I have to remember to be
conscious of the position of my body and tension in my muscles at all times. My
head has to be sitting in line with my spine and facing forward. I can’t look
up, down, or to the sides for any extended time period or I will suffer greatly
later. I have an easel at my desk so that I can write while not bending over.
By lunch time, the ringing
in my ears has gotten louder than comfortable. It feels like there is an
earthquake behind my eyes. I still feel like I have the flu. My whole body
aches. I’m having muscle spasms in different places. And suddenly it feels like
there is too much stimuli. I want it dark and quiet.
Suddenly my jaw is aching
and I realize I stopped paying attention and I was clenching my teeth trying to
ignore the rest of my body. My eyes are burning and itchy again, but now they
are watering, too. And I can’t think of what it was I was supposed to be doing.
All morning I had been forgetting words or misusing words, mostly because my
brain was too busy processing pain signals and being in a constant state of
stress response.
Lunch is now over and it’s
time to get back to work. Despite having “slept” for 10 hours the night before,
I am overcome with a sudden and extreme fatigue attack. My body just shuts
down. My eyelids want to close. I yawn and yawn and I’m convinced that I can’t
make it to the end of the day.
If I do manage to find a
way to lay down in a dark corner for 15 minutes, my body decides it doesn’t
want to cooperate with a rest after all. My legs start to feel weird … At first
it feels like some thing is crawling around
inside my legs. Up and down from feet to thighs. But then that thing, which I
have named the Kremlars, seems to wake up all its friends and the kremlars
start racing around inside my legs, wriggling and wiggling and causing so much
pain and discomfort that I have to stand up and walk
around to try to make the kremlars go back to sleep.
It’s now the end of the
work day and I endure the soreness that driving causes and go home. Now it’s
time to “do all the things.” Grocery shopping, cooking, cleaning, walking the
dog, playing with the kitten, answering texts from people I’m convinced think
I’m ignoring them, marking student work, lesson planning, choir practice,
drawing, writing, relaxing… And doing all these things while feeling all of
that pain I have already said I experience.

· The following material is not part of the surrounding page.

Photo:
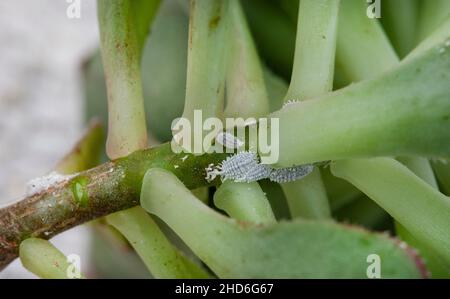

It’s 9 p.m. again. And I’m
curled up on the couch with a heating pad, a shiatsu machine, chamomile tea, my
“blankie,” my TENS (transcutaneous electrical nerve stimulation) machine,
crying and trying to make a list of the things that I am grateful for: love,
friendship, sunshine, art, music, laughter, mojitos, that my kitten sleeps on
me, cantaloupe, apples, babies laughing, hugs, really cold water, words, and so
much more.
Despite the aches and
pains, despite my memory going wonky, despite my “good days” where the pain is
there but tolerable… I think the hardest thing to deal with is not being able
to live my life the way I want to. Not being able to do all the things I did
before without planning in rest and recovery time. Not being able to do it all
in one day. Not being able to go out with friends whenever I want to. Letting
people down when I said I would do something. Knowing that this is lifelong.
That I have to make big changes to my approach to life. And worrying constantly
that I come across as an irresponsible, unreliable, lazy flake who doesn’t
follow through with commitments.
That’s a typical day for me. I want to end this
piece with something positive and inspiring. I want to be the person who people
say “she did that in spite of…” but it’s not like that. I don’t have anything
positive to say about fibromyalgia. All I can do is take care of myself and try
to enjoy the small moments like a Sunday morning with a hot cuppa tea.